А на воле, после светлой-то комнаты, сделалось еще темней. Лаптев, боясь оступиться, шел неуверенно, ощупкой. Но Катя подхватила его под руку, сказала:
- Здесь недалеко.
Какая-то дворняга залилась, загремела цепью, кинулась к забору, придушенно захрипела в ошейнике.
- Сорвется еще, - опасливо отступая от забора, сказал Лаптев, а потом, подняв лицо к небу, загадал:- Снег сегодня будет. Должен быть. А вообще-то, считай, зима прошла.
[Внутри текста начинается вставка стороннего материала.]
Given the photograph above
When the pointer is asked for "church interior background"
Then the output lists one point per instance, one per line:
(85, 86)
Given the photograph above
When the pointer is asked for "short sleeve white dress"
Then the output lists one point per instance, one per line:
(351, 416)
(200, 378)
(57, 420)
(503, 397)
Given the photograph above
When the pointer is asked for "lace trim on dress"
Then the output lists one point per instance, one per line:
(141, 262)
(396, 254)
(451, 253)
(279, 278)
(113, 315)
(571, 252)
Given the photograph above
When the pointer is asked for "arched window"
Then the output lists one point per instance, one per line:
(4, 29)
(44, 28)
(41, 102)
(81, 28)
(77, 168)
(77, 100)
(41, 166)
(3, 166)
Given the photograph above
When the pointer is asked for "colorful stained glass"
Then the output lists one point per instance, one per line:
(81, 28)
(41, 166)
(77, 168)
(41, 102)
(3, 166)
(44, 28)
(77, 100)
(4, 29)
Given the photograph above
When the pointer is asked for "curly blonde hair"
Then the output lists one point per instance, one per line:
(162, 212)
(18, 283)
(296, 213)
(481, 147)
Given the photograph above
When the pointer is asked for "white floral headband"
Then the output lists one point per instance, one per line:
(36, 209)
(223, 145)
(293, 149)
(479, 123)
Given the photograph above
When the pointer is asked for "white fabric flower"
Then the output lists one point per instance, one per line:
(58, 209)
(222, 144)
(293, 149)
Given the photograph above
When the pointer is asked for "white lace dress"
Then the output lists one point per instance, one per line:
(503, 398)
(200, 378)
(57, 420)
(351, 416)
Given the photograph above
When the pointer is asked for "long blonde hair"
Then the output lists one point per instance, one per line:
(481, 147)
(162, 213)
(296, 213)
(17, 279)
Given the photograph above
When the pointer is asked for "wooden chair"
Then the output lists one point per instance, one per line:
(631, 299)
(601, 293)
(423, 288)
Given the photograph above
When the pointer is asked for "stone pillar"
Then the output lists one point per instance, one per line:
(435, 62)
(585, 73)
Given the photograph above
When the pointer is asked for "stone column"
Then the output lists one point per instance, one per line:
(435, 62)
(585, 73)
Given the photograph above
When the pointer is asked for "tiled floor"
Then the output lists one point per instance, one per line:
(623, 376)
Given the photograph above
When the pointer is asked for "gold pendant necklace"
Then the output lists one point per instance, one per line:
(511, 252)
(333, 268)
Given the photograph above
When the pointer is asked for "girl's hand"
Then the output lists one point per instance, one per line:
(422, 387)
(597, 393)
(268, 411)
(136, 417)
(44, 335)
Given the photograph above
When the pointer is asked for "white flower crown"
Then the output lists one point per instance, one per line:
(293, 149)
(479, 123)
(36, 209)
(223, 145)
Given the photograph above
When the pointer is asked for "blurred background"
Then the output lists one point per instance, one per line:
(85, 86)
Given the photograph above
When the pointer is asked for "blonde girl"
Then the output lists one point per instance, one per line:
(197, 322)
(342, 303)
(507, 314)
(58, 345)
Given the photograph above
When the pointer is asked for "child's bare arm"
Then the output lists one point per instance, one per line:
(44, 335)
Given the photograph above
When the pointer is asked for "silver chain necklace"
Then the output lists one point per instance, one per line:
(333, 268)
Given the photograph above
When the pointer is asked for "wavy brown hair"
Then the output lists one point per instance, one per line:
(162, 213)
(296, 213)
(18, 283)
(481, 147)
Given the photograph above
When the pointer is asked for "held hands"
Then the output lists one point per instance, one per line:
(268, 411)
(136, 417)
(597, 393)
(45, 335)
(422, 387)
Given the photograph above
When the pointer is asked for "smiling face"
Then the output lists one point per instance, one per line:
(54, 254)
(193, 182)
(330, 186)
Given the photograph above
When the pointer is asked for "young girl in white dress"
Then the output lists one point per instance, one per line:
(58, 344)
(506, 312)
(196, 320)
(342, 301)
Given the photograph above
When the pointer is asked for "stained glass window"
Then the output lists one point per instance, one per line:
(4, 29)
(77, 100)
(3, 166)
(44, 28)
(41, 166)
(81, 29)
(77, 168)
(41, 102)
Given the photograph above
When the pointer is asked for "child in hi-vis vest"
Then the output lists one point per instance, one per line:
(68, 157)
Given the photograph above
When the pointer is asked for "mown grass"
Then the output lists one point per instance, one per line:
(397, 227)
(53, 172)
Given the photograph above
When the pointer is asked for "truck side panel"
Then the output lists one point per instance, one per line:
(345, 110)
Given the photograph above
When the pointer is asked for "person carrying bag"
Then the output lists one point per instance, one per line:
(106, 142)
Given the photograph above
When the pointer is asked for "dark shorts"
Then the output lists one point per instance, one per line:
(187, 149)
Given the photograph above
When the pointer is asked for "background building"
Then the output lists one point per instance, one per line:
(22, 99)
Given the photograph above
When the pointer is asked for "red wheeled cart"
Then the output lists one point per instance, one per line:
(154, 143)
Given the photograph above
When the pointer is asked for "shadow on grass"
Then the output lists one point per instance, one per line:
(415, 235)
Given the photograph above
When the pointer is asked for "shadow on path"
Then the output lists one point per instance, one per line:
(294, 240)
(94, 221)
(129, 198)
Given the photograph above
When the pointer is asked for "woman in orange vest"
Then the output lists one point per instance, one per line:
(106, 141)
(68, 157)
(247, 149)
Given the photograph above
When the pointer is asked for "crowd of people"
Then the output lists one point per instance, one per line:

- Как это? - удивилась Катя. - Еще не начиналась.
- Сегодня ночь-то самая длинная. Теперь день пойдет прибывать. Дело к весне потянется. Нынче
и правда Анна зимняя. Должен снег упасть, пора. Да и на мокрую землю, хорошо. Совсем ляжет.
- Да-а, - недоверчиво протянула Катя. - У нас на Новый год всегда дождь. Даже обидно. Такой праздник, так снегу хочется. Здесь налево, - предупредила она.
Переулочек стал вовсе тесным, лишь одному и пройти. Но через минуту он снова расширился.
- Вот и пришли, - сказала Катя.
Калитку она открыла так же уверенно, а постучав в дверь, долго вытирала ноги. Шаркала и шаркала. Уж из раскрытых сеней звал их женский голос, а Катя все на крылечке возилась.
Наконец они поднялись и вошли в дом. Сухим знойным жаром обдало Лаптева, как только переступил он порог. Чистым легким жаром крепко натопленной печи.
Катя, как вошла, на сундук возле дверей присела, сапоги сняла. Лаптев тоже разулся. Хозяйка их пригласила в горницу.
- Хоть у бабы Моти погреться, - весело сказала Катя. - Везде дрова да уголь берегут. Целый день зубами щелкаешь.
- Жалкое мое дите, - посочувствовала баба Мотя. - Платок возьми, накинься.
- У вас и без платка хорошо.
- Как же мне не топить? Годы свои я выжила, кровь не греет. Вот и топлю дуром.
Женщина была стара, но ходила еще прямо, не горбилась. Светлая кофта в горошек на ней была надета, темная юбка, на голове - кипенно-белый платок.